If Suda Masaki was one of the main reasons why I started this show, he definitely proved me right. This man is PHENOMENAL. I’ve loved him in every single thing I’ve seen him in (and he is in a LOT of things), but here he really blew me away. Things I’ve seen him in include Rich Man Poor Woman, Shinigami-kun, Mondai no Aru Restaurant, Tamiou, Love Song, Jimi ni Sugoi! and Todome no Kiss. His versatility, his acting range is almost scary good. Because even when he legit freaked me the heck out a couple of times, I never stopped smiling behind my screen because I was enjoying his acting so much. The most amazing thing, and I’d really have to rewatch this show to make sure of that, was that he was so good at hiding Hiiragi’s true feelings. For example, at certain moments his eyes would shoot fire, while later it’d be revealed that in those moments he felt really bad for scaring his students so much. And the look in his eyes when he saw Fumika as soon as he came out of the school building, the way he looked at her truly broke my heart. Struggling to see his plan through to the end while simultaneously gradually succumbing to his disease made him so fanatic, so desperate, and he may have come across as a crazy person at times, but this was the first time we actually saw him look into the eyes of someone he loved so much. Seriously, his performance gave me goosebumps. Suda Masaki is incredible and he proved that one more time in this show.

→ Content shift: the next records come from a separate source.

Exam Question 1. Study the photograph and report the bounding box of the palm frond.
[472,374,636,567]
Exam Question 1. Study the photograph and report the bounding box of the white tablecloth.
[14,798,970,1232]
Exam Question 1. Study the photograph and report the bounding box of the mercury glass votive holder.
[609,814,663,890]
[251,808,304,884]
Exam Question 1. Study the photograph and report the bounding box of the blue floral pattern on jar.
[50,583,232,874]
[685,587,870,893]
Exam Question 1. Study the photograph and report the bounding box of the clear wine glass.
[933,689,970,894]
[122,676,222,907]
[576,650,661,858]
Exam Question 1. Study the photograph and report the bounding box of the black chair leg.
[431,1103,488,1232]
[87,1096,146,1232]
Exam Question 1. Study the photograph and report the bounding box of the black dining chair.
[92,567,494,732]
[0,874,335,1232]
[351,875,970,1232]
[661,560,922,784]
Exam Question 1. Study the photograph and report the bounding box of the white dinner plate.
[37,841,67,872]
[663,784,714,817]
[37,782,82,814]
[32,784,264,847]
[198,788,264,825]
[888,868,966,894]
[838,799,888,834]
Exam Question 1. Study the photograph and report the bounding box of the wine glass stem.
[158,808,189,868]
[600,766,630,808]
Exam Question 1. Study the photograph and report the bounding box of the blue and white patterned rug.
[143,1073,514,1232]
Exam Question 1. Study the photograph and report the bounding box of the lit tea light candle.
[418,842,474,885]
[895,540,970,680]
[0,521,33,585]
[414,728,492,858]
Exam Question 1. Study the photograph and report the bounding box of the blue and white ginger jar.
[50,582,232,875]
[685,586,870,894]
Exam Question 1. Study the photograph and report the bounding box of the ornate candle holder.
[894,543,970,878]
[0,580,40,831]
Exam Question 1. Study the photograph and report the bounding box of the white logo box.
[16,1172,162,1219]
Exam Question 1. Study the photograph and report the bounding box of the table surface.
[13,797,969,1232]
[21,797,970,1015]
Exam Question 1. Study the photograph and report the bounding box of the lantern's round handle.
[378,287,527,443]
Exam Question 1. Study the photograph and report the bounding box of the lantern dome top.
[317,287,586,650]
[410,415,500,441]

I’ve seen Nagano Mei before in Itsuka Kono Koi wo Omoidashite Kitto Naiteshimau and Koe Koi. She looked really familiar to me, although it’s been too long since I watched these shows for me to really remember her performance there. Anyways, as she was the only student being featured in the poster I kind of assumed from the start that she would be a prominent character, maybe even the person that it all came down to. Much to my surprise, her involvement was already dealt with in the first episode, and from then on she just remained the most loyal student to Hiiragi, as she was convinced of his good intentions. She was also the only one to see through his facade during one assignment. At the beginning of the day he had said that they would play a game called ‘Believe it or Don’t Believe it’, and had explained that whenever he had his glasses on, he was speaking the truth, and when he had them off, he was lying. After going through a whole dramatic episode which left everyone completely distraught, she was the only one who remarked that he’d done exactly as he’d announced: he’d spoken the truth when he was wearing his glasses, and he’d lied when he wasn’t wearing them. The rest of the class just forgot about the game as Hiiragi’s acting was so believable, but because Sakura kept this in mind, she was able to see the truth in his behavior. I’d imagined Sakura to maybe be one of the influential or popular girls in class, but she was actually kind of an underdog. Until she became friends with Reina, even though she wasn’t bullied or anything, she seemed kind of a loner, also with her fascination with pro-wrestling and stuff that usually put people off. I thought it was really interesting how Sakura’s character gradually developed throughout the ten days. Her character also makes me want to watch the whole thing all over again, as I want to pay more attention to her behavior after understanding all that she’s been through. She was always soft spoken and introvert, but she never became a pushover and she never became annoying or anything like that. I think she performed really well.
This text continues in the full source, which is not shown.